Organic. Blend of Nerello Mascalese and Grenache. This wine, the 'Q1000 Tartaraci,' was last released in 2016. Since then, isolated hail and mixed growing and ripening conditions have not permitted for a red wine to be made from this extreme, high-altitude contrada (1000 meters above sea level). Finally in 2022, a small quantity of healthy, ripe, organically grown Nerello Mascalese and Grenache grapes were hand-harvested from the 75-80 year-old bush vines. These were transported back to the winery near Solicchiata, destemmed and fermented in a 1200 litre qvevri, buried in the underground cellar. Alcoholic fermentation was carried out spontaneously by indigenous yeast.

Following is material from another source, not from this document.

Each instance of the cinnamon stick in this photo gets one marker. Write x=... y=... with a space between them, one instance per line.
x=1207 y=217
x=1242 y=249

The qvevri was then closed and the new wine allowed to macerate for a month on skins, during which time malolactic fermentation also occurred. After one month, the macerated grapes were carefully pressed into a used chestnut barrel and left on fine lees until bottling early June 2024, without fining or filtration. (In general: the Vino di Anna “qvevri” wines are not made every year. The grapes need to be in perfect health and have a depth of flavor and complexity to warrant this type of vinification. The qvevris were handmade by one of the few remaining artisan qvevri makers, Zaaliko Bodjadze, in his workshop about two hours west of Tbilisi, Georgia. Zaaliko and his sons source the pure clay high in the Caucasus Mountains, molding the pots by hand. Vino di Anna have nine qvevris buried in their cellar of varying sizes.)